The signs to look for which point to dog depression include lethargy, refusal to play with you, lack of affection, sitting and staring for long hours, loss of appetite, and general malaise. Though dogs may be less complicated than humans, the effects of depression on them may be the same. Dogs can be depressed because of grief, such as if a member of the family has passed away. If you are ill or unwell, this may cause depression in your dog as dogs tend to be extremely attached to their human family. Sometimes depression is weather related. In particular wintery conditions, it may not be feasible to take your dog for a walk. Your dog might even get depressed if a member of the family has left the home. If someone has gone on holiday or is moving out of the house, your dog might become depressed by this. In addition to dealing with the stress of your child moving to college, you may have to deal with your dog being depressed.

Dogs can also suffer from dog stress. This is a condition where a dog’s environment has caused it stress. Symptoms of this include nervousness, barking, and other symptoms that may be associated with depression.

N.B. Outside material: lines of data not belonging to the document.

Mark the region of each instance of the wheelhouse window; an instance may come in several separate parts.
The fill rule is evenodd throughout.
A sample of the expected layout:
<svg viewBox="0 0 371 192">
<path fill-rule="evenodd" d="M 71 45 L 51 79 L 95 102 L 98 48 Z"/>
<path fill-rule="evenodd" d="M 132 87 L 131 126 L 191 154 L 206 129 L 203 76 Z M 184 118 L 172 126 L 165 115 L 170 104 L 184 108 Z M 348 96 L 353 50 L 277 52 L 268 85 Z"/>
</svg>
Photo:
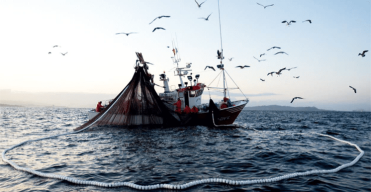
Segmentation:
<svg viewBox="0 0 371 192">
<path fill-rule="evenodd" d="M 178 96 L 179 96 L 179 98 L 184 98 L 184 92 L 178 92 Z"/>
<path fill-rule="evenodd" d="M 203 92 L 204 92 L 204 90 L 200 90 L 197 91 L 197 94 L 196 94 L 196 96 L 199 96 L 202 94 Z"/>
</svg>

When you suspect your dog is suffering from depression, you should visit your vet. The first thing to do in such a situation is to make sure that you have ruled out any other causes for the changes in behavior. Get the dog checked out for any medical conditions that could cause similar symptoms to depression. If all of these have been ruled out, you can ask your vet for anti-depressant medications for your dog.

At the same time, you may also try and engage your dog in activities that will cheer it up. Showing extra affection, taking your dog out for walks or to the park, or countryside are activities that could stimulate it. If you are able to get your dog to play with you, indulging in such a physical activity will stimulate your dog and give it some exercise. This might stimulate the dog’s mood and have an overall good effect on the dog.